То и дело поднимая глаза на деревья, откуда шли эти звуки, и чувствуя, что они сообщают такой покой кладбищу, какого не могла бы придать ему самая глубокая тишина, девочка медленно переходила от могилы к могиле, заботливой рукой оправляла плети ежевики, не дававшие зеленым холмикам осыпаться, и заглядывала сквозь оконную решетку в церковь, где на пюпитрах лежали почти истлевшие молитвенники, а с деревянных перил, обнажая доски, свисало сукно, когда-то зеленое, теперь же покрытое пятнами плесени. Она видела скамьи, такие же высохшие и пергаментно-желтые от времени, как те убогие старики и старухи, которые сиживали на них из года в год, видела покоробленную купель, в которой младенцы получали имя при крещении, бедный алтарь, у которого они преклоняли колена, став взрослыми людьми, простые, покрашенные черной краской носилки, которые принимали на себя их тяжесть, когда прохладная, тихая старая церковь в последний раз оказывала им гостеприимство. Все здесь было изношенное, все незаметно, медленно увядало. Даже веревка, спускавшаяся в придел с колокольни, была вся обтрепанная и седая от старости.
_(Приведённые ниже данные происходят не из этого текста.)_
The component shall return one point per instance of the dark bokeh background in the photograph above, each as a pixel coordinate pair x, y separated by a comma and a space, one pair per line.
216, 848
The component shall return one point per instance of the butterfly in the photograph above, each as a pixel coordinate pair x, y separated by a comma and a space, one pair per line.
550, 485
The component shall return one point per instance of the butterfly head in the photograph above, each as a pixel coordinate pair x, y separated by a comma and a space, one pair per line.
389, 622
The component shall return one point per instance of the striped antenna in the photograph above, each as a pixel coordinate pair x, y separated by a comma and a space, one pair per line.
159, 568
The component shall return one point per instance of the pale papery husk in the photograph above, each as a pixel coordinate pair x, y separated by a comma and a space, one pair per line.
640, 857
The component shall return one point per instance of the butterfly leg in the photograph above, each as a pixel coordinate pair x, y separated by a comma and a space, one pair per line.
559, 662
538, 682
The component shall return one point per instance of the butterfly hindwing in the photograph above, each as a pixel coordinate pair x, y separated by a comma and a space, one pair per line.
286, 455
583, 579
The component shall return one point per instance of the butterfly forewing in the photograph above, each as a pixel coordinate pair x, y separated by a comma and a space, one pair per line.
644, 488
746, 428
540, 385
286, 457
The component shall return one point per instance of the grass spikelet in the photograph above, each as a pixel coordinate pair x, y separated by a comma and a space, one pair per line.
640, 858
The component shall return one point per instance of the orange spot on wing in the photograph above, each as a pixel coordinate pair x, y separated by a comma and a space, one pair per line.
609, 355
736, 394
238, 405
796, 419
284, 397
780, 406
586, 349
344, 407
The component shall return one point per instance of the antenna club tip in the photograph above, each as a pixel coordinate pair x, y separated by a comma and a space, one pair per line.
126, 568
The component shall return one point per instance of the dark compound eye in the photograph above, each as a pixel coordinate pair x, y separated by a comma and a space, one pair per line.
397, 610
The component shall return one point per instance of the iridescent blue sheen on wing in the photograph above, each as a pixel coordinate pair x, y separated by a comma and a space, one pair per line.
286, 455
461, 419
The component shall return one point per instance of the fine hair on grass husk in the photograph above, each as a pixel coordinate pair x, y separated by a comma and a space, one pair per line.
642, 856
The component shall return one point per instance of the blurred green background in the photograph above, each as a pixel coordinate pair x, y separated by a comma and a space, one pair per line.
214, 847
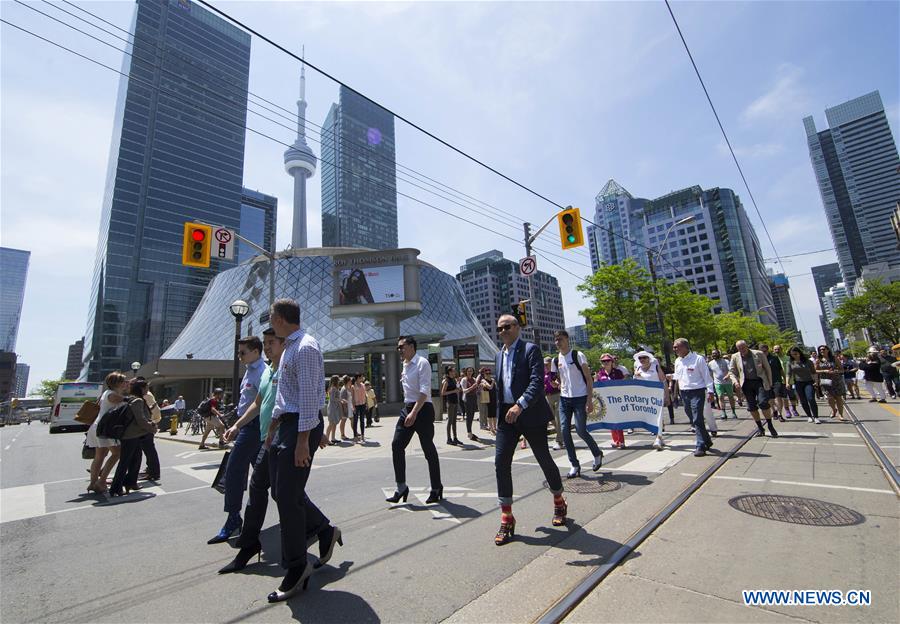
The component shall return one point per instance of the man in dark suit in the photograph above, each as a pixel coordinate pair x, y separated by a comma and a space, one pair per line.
522, 410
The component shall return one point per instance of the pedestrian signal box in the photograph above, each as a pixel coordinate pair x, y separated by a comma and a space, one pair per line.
196, 245
571, 233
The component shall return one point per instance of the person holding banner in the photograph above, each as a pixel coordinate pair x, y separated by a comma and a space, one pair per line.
522, 411
646, 367
693, 377
576, 400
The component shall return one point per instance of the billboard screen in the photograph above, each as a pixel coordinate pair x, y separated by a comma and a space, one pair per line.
370, 285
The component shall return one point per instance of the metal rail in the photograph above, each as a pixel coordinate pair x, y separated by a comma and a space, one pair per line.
567, 603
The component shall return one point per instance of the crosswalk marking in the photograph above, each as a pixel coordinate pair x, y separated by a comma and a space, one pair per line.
22, 502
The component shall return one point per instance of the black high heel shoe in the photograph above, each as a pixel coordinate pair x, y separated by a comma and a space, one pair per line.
398, 496
243, 557
294, 587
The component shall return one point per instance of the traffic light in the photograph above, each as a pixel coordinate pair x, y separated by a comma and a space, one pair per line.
571, 233
195, 248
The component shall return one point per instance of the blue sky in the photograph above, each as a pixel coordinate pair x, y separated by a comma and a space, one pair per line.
561, 96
Нелл смотрела на скромный надгробный камень с надписью, говорившей о том, что здесь покоится молодой человек двадцати трех лет, умерший пятьдесят пять лет назад, как вдруг позади послышались чьи-то нетвердые шаги, и, оглянувшись, она увидела сгорбленную, дряхлую старуху; та подошла к ней и попросила прочесть ей вслух эпитафию. Когда Нелл кончила читать, старуха поблагодарила ее и сказала, что она давным-давно заучила эти слова наизусть, но разобрать их теперь сама не может.
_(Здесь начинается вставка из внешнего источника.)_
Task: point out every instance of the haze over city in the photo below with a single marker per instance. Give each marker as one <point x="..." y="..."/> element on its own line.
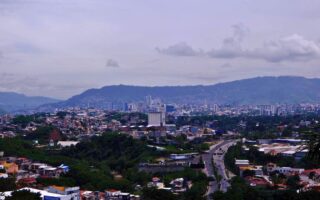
<point x="60" y="48"/>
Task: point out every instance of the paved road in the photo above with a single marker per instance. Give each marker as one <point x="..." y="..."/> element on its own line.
<point x="207" y="158"/>
<point x="220" y="147"/>
<point x="218" y="158"/>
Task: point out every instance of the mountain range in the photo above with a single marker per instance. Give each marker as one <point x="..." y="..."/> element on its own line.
<point x="259" y="90"/>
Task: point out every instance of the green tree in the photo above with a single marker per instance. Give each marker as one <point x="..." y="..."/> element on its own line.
<point x="25" y="195"/>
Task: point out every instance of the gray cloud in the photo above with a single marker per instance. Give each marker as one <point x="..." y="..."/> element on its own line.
<point x="290" y="48"/>
<point x="112" y="63"/>
<point x="179" y="49"/>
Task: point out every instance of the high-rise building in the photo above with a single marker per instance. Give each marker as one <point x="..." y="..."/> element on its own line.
<point x="156" y="119"/>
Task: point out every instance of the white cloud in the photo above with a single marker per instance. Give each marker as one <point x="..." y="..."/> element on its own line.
<point x="179" y="49"/>
<point x="112" y="63"/>
<point x="291" y="48"/>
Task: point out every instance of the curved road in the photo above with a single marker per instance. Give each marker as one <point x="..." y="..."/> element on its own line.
<point x="219" y="148"/>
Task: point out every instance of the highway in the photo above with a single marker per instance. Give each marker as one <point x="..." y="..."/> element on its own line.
<point x="219" y="148"/>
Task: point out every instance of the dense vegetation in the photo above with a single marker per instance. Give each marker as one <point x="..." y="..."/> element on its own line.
<point x="96" y="163"/>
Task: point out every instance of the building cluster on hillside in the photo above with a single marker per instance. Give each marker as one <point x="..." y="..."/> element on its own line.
<point x="258" y="175"/>
<point x="26" y="173"/>
<point x="176" y="186"/>
<point x="285" y="147"/>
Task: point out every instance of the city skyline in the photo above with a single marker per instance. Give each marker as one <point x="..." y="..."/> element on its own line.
<point x="59" y="48"/>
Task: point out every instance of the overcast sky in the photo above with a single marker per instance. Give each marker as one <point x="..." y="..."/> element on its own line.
<point x="59" y="48"/>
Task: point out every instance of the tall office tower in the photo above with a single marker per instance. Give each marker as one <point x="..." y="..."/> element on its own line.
<point x="156" y="119"/>
<point x="148" y="100"/>
<point x="215" y="108"/>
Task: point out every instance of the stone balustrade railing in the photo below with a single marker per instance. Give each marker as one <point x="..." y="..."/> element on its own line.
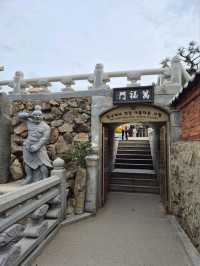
<point x="173" y="74"/>
<point x="31" y="215"/>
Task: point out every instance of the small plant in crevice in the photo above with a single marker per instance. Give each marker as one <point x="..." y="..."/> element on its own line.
<point x="78" y="153"/>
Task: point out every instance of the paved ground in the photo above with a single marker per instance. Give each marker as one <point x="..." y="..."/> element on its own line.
<point x="131" y="230"/>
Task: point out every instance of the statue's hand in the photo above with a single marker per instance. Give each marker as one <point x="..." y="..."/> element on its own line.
<point x="34" y="148"/>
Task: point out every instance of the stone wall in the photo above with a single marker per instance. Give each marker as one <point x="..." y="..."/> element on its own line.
<point x="69" y="119"/>
<point x="185" y="187"/>
<point x="189" y="105"/>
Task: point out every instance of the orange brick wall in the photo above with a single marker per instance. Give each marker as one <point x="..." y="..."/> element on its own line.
<point x="190" y="112"/>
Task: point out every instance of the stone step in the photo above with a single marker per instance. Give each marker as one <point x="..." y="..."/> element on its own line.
<point x="134" y="148"/>
<point x="139" y="189"/>
<point x="133" y="155"/>
<point x="133" y="151"/>
<point x="134" y="144"/>
<point x="131" y="160"/>
<point x="134" y="141"/>
<point x="133" y="166"/>
<point x="134" y="181"/>
<point x="133" y="173"/>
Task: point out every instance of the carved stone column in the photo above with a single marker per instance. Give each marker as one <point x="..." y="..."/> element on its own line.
<point x="5" y="142"/>
<point x="92" y="162"/>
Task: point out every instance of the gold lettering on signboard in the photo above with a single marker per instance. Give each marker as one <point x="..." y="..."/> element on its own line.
<point x="134" y="114"/>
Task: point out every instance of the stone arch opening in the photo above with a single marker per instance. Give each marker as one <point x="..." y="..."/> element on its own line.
<point x="139" y="164"/>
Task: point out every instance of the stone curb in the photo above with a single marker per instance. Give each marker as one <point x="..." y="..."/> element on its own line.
<point x="76" y="218"/>
<point x="191" y="251"/>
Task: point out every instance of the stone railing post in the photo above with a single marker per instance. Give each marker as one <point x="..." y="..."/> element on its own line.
<point x="68" y="85"/>
<point x="99" y="79"/>
<point x="18" y="83"/>
<point x="59" y="171"/>
<point x="92" y="162"/>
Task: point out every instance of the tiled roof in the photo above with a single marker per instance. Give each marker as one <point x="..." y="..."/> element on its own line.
<point x="191" y="84"/>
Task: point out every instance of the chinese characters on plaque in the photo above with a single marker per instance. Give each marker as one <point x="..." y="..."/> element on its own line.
<point x="143" y="94"/>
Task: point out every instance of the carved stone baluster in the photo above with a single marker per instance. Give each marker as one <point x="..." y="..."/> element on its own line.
<point x="60" y="171"/>
<point x="9" y="250"/>
<point x="80" y="190"/>
<point x="37" y="224"/>
<point x="40" y="86"/>
<point x="55" y="208"/>
<point x="92" y="162"/>
<point x="68" y="83"/>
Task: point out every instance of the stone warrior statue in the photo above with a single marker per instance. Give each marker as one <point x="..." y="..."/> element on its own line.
<point x="35" y="155"/>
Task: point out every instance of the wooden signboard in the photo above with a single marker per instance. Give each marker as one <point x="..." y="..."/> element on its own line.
<point x="136" y="113"/>
<point x="128" y="95"/>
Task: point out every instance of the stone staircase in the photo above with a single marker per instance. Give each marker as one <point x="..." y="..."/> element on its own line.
<point x="133" y="169"/>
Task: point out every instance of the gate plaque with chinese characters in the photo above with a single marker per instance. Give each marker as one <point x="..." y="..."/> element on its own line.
<point x="128" y="95"/>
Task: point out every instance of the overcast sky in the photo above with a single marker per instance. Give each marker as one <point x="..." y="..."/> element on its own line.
<point x="49" y="37"/>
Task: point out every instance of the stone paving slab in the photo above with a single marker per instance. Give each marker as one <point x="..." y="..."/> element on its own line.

– Вы его мать? – спросила девочка.
– Я была его женой, дитя мое.
Как! Это – жена двадцатитрехлетнего человека? Да, правда! Ведь с тех пор прошло пятьдесят пять лет!
– Тебе странно это слышать, – сказала старуха, покачивая головой. – Ну, что ж, не ты первая, постарше тебя люди удивлялись. Да, я была его женой. Смерть меняет нас не больше, чем жизнь, дитя мое.
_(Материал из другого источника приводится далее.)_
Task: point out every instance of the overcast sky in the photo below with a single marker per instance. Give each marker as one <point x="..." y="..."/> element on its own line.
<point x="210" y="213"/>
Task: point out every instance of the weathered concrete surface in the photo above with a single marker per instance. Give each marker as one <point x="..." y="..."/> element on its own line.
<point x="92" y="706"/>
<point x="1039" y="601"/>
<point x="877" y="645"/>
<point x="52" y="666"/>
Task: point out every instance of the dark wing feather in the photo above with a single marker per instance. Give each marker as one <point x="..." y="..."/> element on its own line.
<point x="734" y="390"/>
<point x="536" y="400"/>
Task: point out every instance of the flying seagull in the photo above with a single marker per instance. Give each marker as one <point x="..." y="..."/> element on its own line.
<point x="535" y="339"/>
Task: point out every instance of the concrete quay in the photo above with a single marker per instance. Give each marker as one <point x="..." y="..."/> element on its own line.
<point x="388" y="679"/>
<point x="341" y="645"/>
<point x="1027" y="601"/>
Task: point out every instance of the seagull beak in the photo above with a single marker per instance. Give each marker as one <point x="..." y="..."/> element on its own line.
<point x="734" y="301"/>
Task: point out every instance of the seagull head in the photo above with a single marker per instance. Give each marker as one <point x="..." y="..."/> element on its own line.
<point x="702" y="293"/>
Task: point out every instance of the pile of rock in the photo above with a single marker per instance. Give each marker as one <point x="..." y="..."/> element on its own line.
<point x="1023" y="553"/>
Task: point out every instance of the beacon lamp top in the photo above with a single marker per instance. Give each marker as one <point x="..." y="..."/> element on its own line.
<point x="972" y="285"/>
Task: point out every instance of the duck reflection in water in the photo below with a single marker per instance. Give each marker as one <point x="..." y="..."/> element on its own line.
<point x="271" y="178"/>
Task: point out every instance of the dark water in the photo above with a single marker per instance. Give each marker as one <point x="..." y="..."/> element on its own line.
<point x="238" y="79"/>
– А вы часто приходите сюда? – спросила девочка.
– Летом часто, – ответила старуха. – Приду, посижу… Раньше все ходила погоревать, поплакать около могилы, но это было давным-давно, Господи, твоя воля! Маргаритки отсюда ношу домой, когда они распускаются, – продолжала она после недолгого молчания. – За последние пятьдесят пять лет я ни одни цветы так не любила. Да… годы прошли немалые, состарили они меня.
И, обрадовавшись новому слушателю, хоть и ребенку, старуха пустилась рассказывать, как она со слезами и стенаниями вымаливала себе смерть, когда муж у нее умер, и как надеялась, придя сюда впервые молодой женщиной, полной безграничной любви и безграничного горя, что сердце ее на самом деле разорвется от тоски. Те дни давно миновали, и хотя печаль никогда не оставляла ее, все же с годами мучительная боль утихла, и посещение кладбища стало для нее долгом – но долгом приятным. Теперь, спустя пятьдесят пять лет, она говорила о покойном, словно он – юноша во цвете лет, приходился ей сыном или внуком, и превозносила его мужественность и красоту, сетуя на свою дряхлость и немощность. И в то же время она говорила о нем как о муже, ушедшем от нее будто только вчера, говорила о их грядущей встрече в ином мире и, отрешаясь от своего настоящего, вспоминая себя совсем юной, вновь переживала счастье той миловидной молоденькой женщины, которая, казалось, умерла вместе с ним.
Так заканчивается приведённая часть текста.